To avoid this error, run the standard verification constraint checks first (see Example Check section above) and then add your anomaly constraint checks afterwards.

For example, we check if the size of a dataframe has increased by more than twice the previous size.

from helpers import get_metrics_target_location, cancel_job_if_failing_quality_checks
from pydeequ.verification import VerificationSuite, VerificationResult
from pydeequ.repository import FileSystemMetricsRepository, ResultKey
from pydeequ.anomaly_detection import RelativeRateOfChangeStrategy
metrics_target_location = get_metrics_target_location()
metricsRepository = FileSystemMetricsRepository(spark_session, metrics_target_location)
resultKey = ResultKey(spark_session, ResultKey.current_milli_time(), {})
anomalyVerificationSuite = VerificationSuite(spark_session) \
.onData(df) \
.useRepository(metricsRepository) \
.addAnomalyCheck(RelativeRateOfChangeStrategy(maxRateIncrease = 2.0), Size())
cancel_job_if_failing_quality_checks(VerificationResult.checkResultsAsDataFrame(spark_session, anomalyVerificationSuite.run()))
# Only update the metrics repository if cancel_job_if_failing_quality_checks succeeds.
# Otherwise the next time anomaly check runs it will compare against "incorrect" metrics.
anomalyVerificationSuite.saveOrAppendResult(resultKey).run()

Here is a list of anomaly detection types that are available to use.

Providing tags to metrics for verification constraint checks#

You can add tags to your verification metrics which may be helpful when reviewing the metric results for a particular job. To do this, include a dictionary containing key value pairs in the ResultKey as shown in example below:

import sys
from awsglue.utils import getResolvedOptions
args = getResolvedOptions(sys.argv, ['JOB_NAME'])
resultKey = ResultKey(spark_session, ResultKey.current_milli_time(), {
"source_database": source_catalog_database,
"source_table": source_catalog_table,
"glue_job_id": args['JOB_RUN_ID']
})

Stopping Glue jobs when constraint checks fail#

In order to ensure that only trusted data is outputted from your Glue job, it is important to make an assertion against your constraints to check that they have been satisfied.

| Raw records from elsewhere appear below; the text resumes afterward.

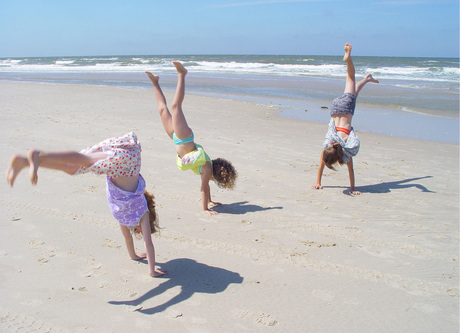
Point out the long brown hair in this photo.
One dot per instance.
(153, 218)
(332, 155)
(224, 173)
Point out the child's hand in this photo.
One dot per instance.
(158, 272)
(140, 256)
(211, 212)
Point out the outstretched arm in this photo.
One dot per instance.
(149, 248)
(130, 244)
(319, 174)
(351, 175)
(206, 176)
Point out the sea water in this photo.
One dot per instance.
(417, 97)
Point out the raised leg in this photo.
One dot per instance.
(363, 82)
(66, 161)
(165, 115)
(180, 125)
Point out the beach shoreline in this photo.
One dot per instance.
(279, 256)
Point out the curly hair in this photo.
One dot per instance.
(153, 218)
(332, 155)
(224, 173)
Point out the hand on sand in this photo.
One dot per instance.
(158, 272)
(211, 212)
(140, 256)
(17, 163)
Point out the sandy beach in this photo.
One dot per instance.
(279, 257)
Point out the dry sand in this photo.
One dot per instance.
(279, 257)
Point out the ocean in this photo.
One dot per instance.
(417, 98)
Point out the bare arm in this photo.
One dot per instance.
(130, 244)
(205, 189)
(319, 175)
(351, 175)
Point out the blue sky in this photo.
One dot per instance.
(143, 27)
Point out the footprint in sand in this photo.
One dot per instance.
(266, 320)
(323, 295)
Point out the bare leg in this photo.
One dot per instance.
(350, 80)
(66, 161)
(165, 116)
(363, 82)
(179, 122)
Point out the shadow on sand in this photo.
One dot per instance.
(192, 277)
(387, 187)
(240, 208)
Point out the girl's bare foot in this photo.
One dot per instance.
(17, 163)
(32, 158)
(153, 78)
(158, 272)
(347, 49)
(180, 69)
(369, 78)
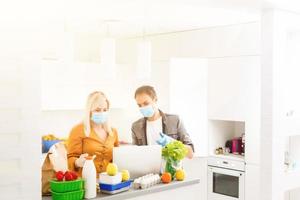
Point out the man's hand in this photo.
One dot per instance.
(190, 153)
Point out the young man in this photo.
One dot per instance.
(146, 131)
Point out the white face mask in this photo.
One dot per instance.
(99, 117)
(147, 111)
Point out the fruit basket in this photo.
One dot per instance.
(75, 195)
(66, 186)
(46, 144)
(110, 187)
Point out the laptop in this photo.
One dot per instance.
(138, 160)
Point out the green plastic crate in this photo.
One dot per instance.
(75, 195)
(66, 186)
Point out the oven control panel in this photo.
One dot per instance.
(226, 163)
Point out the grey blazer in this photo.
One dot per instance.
(172, 126)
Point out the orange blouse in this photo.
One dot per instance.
(79, 144)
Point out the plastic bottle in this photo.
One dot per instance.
(164, 140)
(90, 179)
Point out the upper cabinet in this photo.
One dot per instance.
(233, 87)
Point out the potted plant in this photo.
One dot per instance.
(173, 154)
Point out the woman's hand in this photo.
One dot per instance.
(81, 160)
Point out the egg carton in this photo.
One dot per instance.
(146, 181)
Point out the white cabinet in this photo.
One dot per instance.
(252, 182)
(233, 87)
(289, 78)
(188, 98)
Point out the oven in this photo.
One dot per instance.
(226, 179)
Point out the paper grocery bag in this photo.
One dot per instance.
(56, 160)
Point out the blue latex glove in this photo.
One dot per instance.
(164, 140)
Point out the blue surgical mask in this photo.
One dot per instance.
(99, 117)
(147, 111)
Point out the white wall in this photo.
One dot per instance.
(231, 42)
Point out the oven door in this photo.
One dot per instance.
(225, 184)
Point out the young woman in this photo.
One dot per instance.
(94, 136)
(146, 131)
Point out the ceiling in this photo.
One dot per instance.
(130, 18)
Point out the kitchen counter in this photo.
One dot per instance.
(186, 187)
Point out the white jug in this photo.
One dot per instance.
(89, 177)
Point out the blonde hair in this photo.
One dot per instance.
(92, 103)
(146, 89)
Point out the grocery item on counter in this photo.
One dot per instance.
(166, 177)
(89, 176)
(115, 188)
(66, 186)
(112, 169)
(180, 175)
(67, 176)
(125, 175)
(48, 141)
(107, 179)
(146, 181)
(112, 181)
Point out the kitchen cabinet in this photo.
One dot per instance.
(188, 98)
(289, 78)
(233, 86)
(252, 182)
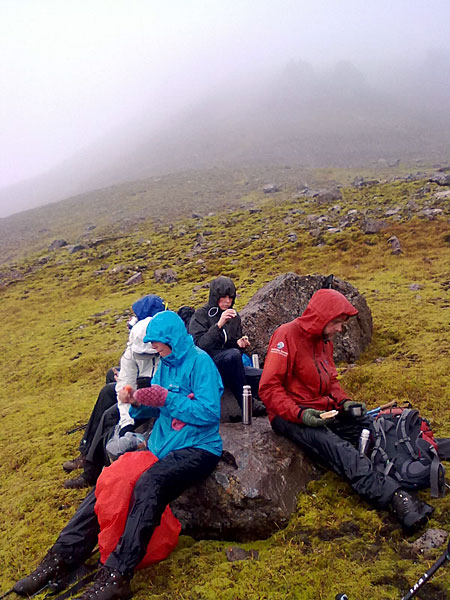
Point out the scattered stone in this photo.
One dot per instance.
(255, 499)
(370, 226)
(75, 248)
(271, 188)
(445, 195)
(234, 553)
(134, 279)
(393, 211)
(327, 196)
(286, 297)
(57, 244)
(432, 213)
(165, 276)
(440, 178)
(395, 245)
(432, 538)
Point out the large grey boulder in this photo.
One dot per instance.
(255, 494)
(286, 297)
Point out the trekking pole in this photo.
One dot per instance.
(375, 411)
(69, 431)
(428, 574)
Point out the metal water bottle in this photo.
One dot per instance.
(363, 441)
(247, 405)
(255, 361)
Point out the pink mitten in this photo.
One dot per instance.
(177, 424)
(154, 396)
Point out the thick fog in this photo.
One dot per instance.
(98, 91)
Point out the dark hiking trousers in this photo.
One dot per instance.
(333, 447)
(106, 398)
(158, 486)
(234, 375)
(104, 417)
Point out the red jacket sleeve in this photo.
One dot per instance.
(337, 393)
(272, 390)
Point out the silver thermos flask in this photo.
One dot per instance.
(363, 441)
(247, 405)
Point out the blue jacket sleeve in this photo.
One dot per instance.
(206, 384)
(144, 412)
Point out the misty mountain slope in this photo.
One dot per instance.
(299, 116)
(124, 208)
(64, 324)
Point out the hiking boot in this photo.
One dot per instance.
(77, 483)
(51, 568)
(73, 465)
(109, 584)
(410, 511)
(258, 408)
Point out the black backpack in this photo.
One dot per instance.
(406, 450)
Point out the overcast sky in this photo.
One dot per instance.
(73, 70)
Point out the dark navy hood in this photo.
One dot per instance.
(220, 287)
(148, 306)
(168, 328)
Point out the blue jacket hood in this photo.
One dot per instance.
(148, 306)
(168, 328)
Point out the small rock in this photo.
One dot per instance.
(134, 279)
(395, 245)
(370, 226)
(76, 248)
(165, 276)
(440, 178)
(433, 538)
(327, 196)
(271, 188)
(57, 244)
(235, 553)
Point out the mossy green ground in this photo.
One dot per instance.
(56, 347)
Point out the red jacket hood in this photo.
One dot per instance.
(324, 306)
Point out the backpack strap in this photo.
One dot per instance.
(437, 474)
(380, 444)
(405, 422)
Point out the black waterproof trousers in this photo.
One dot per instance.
(106, 398)
(335, 447)
(234, 374)
(155, 489)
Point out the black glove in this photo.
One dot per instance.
(311, 418)
(354, 409)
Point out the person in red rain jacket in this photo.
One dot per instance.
(299, 384)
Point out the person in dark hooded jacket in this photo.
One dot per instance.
(185, 400)
(137, 366)
(217, 329)
(299, 387)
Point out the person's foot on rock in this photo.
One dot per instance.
(52, 568)
(410, 511)
(109, 584)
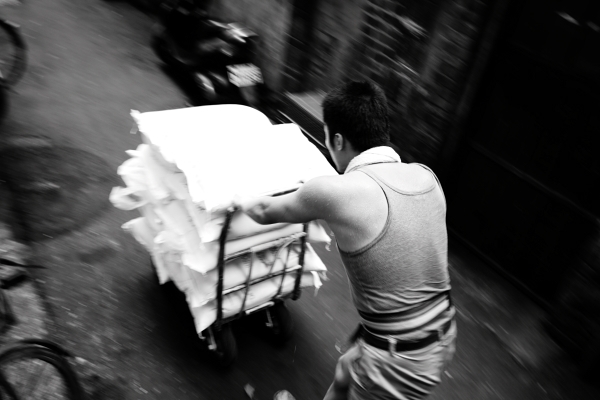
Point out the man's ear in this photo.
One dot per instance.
(339, 142)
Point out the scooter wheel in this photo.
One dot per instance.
(281, 321)
(226, 351)
(163, 52)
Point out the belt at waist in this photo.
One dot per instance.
(407, 322)
(394, 345)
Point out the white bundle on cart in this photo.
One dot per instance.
(183, 179)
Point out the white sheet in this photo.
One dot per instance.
(229, 150)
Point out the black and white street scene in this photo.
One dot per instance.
(299, 199)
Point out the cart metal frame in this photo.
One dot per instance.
(217, 329)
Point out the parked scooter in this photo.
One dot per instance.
(220, 58)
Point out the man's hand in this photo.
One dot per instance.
(311, 201)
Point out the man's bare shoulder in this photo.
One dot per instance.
(336, 192)
(330, 186)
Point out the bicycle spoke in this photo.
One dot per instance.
(35, 379)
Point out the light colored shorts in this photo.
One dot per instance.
(379, 374)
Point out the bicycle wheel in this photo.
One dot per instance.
(30, 370)
(12, 54)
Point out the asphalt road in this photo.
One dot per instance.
(90, 63)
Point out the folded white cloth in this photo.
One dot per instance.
(231, 150)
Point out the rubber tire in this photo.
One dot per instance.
(162, 51)
(283, 323)
(59, 362)
(226, 351)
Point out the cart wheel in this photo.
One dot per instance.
(281, 322)
(226, 350)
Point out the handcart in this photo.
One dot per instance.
(219, 336)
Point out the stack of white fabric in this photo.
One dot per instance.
(182, 179)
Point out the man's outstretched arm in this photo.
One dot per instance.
(310, 202)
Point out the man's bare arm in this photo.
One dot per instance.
(311, 201)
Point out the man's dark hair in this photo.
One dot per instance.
(358, 111)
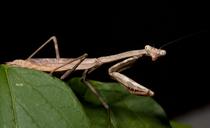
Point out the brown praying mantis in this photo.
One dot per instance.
(90, 64)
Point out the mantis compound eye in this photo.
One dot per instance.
(162, 52)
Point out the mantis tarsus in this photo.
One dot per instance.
(90, 64)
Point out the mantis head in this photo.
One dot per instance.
(154, 52)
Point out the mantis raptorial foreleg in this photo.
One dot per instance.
(132, 86)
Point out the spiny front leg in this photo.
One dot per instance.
(132, 86)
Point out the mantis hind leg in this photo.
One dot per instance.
(95, 92)
(51, 39)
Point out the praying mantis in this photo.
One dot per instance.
(90, 64)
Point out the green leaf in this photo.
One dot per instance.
(127, 111)
(33, 99)
(179, 125)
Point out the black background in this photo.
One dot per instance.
(180, 79)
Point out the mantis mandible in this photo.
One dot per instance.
(90, 64)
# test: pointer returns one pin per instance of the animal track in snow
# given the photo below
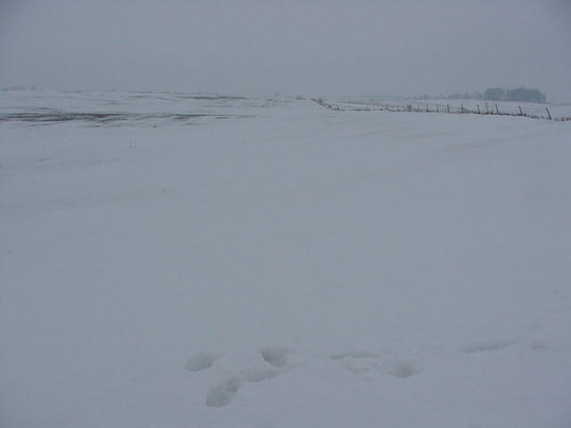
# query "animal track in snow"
(259, 374)
(486, 346)
(201, 361)
(402, 369)
(355, 355)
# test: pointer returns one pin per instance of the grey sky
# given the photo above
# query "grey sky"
(314, 46)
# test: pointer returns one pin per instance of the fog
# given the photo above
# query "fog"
(407, 47)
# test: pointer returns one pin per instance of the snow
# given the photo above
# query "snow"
(289, 266)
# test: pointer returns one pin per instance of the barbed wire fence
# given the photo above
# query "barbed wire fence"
(490, 109)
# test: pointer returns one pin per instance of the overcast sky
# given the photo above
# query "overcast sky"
(404, 47)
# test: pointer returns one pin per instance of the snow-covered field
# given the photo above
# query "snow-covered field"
(288, 266)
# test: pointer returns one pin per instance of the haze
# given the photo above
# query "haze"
(312, 47)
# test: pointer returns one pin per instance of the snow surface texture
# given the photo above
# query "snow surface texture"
(287, 267)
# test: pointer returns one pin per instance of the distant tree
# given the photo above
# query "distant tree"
(495, 94)
(527, 95)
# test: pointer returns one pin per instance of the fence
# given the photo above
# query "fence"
(486, 109)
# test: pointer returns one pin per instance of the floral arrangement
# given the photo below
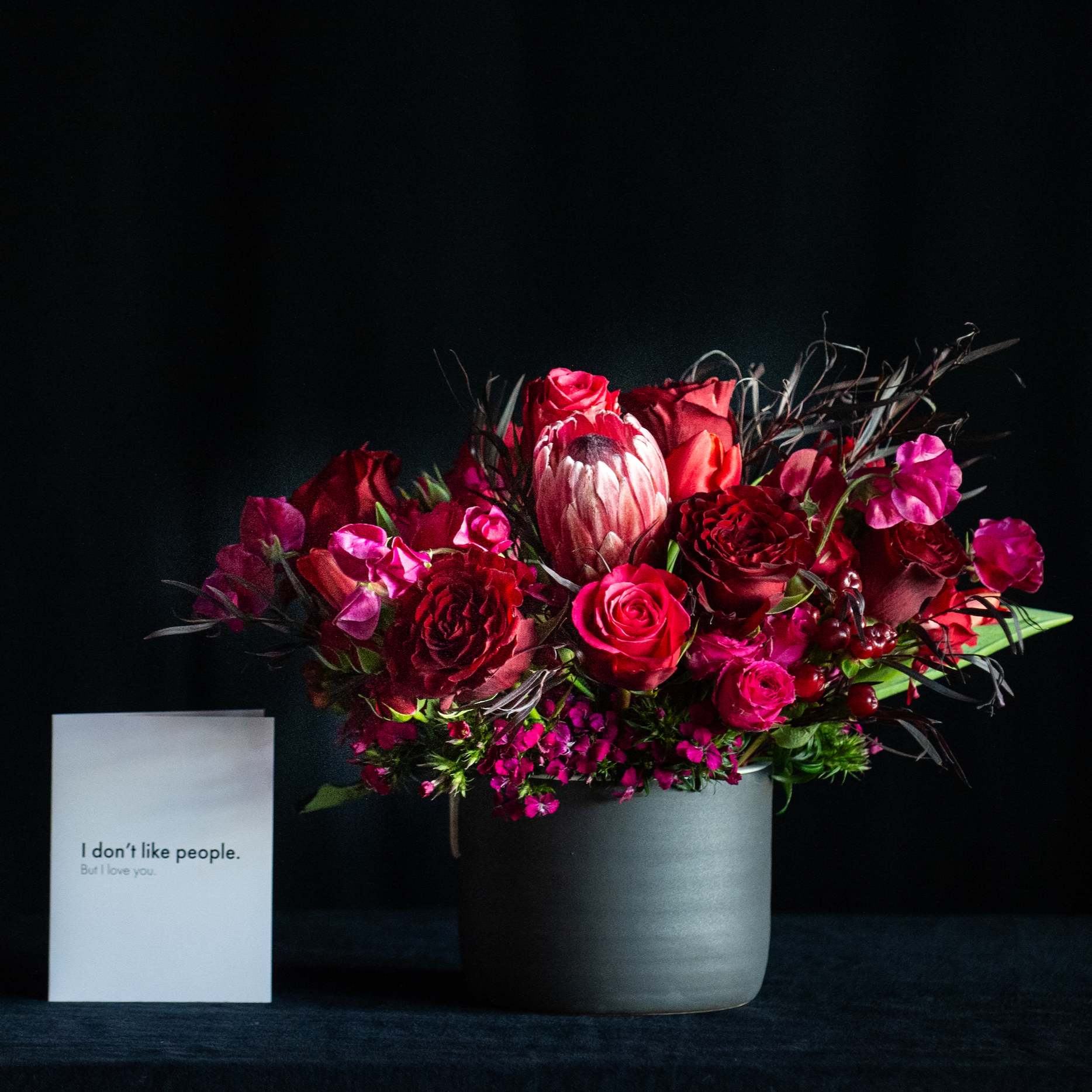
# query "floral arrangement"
(650, 589)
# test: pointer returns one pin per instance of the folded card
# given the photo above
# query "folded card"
(162, 858)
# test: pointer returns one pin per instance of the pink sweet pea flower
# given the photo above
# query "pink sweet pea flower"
(486, 528)
(923, 489)
(1008, 555)
(357, 547)
(237, 562)
(400, 568)
(540, 804)
(268, 518)
(360, 615)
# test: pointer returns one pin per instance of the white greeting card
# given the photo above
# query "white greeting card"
(162, 858)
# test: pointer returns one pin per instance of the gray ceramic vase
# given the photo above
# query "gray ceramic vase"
(660, 904)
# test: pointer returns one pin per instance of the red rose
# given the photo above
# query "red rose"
(347, 492)
(634, 626)
(703, 465)
(559, 396)
(459, 631)
(678, 412)
(903, 567)
(743, 545)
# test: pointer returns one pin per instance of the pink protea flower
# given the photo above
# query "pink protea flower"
(923, 489)
(601, 488)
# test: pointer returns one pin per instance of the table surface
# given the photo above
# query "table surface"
(375, 1001)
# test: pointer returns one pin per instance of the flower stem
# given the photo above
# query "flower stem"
(749, 752)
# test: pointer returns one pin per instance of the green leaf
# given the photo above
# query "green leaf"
(796, 591)
(369, 661)
(792, 736)
(383, 519)
(673, 555)
(332, 796)
(889, 682)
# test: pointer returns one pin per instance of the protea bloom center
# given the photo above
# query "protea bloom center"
(601, 488)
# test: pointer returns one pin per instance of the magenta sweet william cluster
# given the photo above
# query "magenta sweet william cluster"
(623, 587)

You can do this by including a helper function called cancel_job_if_failing_quality_checks() in your script (see helpers.py for more info). You can see an example usage in the Example Anomaly Detection section.

When a constraint check fails, an error message will be provided which might look something like the below message:

Exception: data quality checks. Value: 1.0 does not meet the constraint requirement!
The minimum(work_priority_priority_code) >= 2
| Anomaly check for Size(None). Value: 486.0 does not meet the constraint requirement!

Multiple constraint failures are delimited by a | character in the error message.